Trusted Binary Decision Diagrams (Proof Generation) #435

SSoelvsten · 2022-12-19T12:08:34Z

A problem in SAT solving is trusting the solver when it claims a formula to be unsatisfiable. To this end, the solver can create an LRAT (or just a DRAT) proof. But, doing so is not a trivial task. Yet, BDDs naturally give rise to these very proofs, as is shown in [TACAS 21, arXiv 21] . The underlying idea is to store within each node the associated extension variable u and the four proof steps that encode the formula 'u <-> ITE(x,u₁,u₀)'.

This was added to a fork of the BuDDy BDD library, called TBuDDy. We want to add the same features to Adiar. The files tbdd.h and tbdd.cpp of TBuDDy might be useful reference material.

API

Proof Output

In TBuDDy, the user specifies the desired proof format and output file as part of a tbdd_init function (which also initialises BuDDy itself). We can do the same. But, I would prefer if we somehow could support multiple output files at once (thinking of later concurrent/thread-safe usages of Adiar). For thread-safety we might want to take a note or two from the exec_policy design (#548)

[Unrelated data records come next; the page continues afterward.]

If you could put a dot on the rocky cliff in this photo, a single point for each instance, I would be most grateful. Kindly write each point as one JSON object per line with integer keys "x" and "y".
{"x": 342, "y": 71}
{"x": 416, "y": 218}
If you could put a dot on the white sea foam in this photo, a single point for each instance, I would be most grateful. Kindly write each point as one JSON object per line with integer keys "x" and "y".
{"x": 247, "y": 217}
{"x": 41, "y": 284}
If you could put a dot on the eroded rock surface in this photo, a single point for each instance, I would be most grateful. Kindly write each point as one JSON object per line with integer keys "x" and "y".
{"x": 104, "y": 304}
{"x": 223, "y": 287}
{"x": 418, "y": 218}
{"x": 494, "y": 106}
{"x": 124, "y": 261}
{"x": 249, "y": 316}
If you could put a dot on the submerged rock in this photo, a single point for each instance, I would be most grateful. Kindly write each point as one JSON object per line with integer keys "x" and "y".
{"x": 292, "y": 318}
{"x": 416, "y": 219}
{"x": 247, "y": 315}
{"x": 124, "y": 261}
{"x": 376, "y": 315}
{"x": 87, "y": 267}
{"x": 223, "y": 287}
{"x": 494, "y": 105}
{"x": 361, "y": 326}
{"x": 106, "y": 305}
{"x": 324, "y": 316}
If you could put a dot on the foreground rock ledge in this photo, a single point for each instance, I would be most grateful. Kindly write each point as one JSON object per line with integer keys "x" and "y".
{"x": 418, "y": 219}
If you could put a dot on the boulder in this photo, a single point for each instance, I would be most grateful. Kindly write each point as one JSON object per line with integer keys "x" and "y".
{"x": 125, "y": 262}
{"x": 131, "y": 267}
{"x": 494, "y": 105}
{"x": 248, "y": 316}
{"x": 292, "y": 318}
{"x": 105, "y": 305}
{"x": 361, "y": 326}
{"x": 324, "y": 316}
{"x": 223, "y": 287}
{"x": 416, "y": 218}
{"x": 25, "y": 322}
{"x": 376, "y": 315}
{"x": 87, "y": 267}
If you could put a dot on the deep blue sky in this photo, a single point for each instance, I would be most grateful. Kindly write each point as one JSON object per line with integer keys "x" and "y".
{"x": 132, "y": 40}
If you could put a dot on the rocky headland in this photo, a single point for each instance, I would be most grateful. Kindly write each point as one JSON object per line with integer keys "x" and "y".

Add tbdd_ostream class to handle outputting the proof steps (LRAT or DRAT), create fresh variables, and create the clause identifiers.
- Each basic TBDD creation (tbdd_clause and tbdd_validate below) has the output stream as its last argument (default: global proof_writer).
- For thread-safety the tbdd_ostream in question needs to have a write-lock (using RAII).

TBDD Operations

The TBDD u for the input CNF clause with the given id.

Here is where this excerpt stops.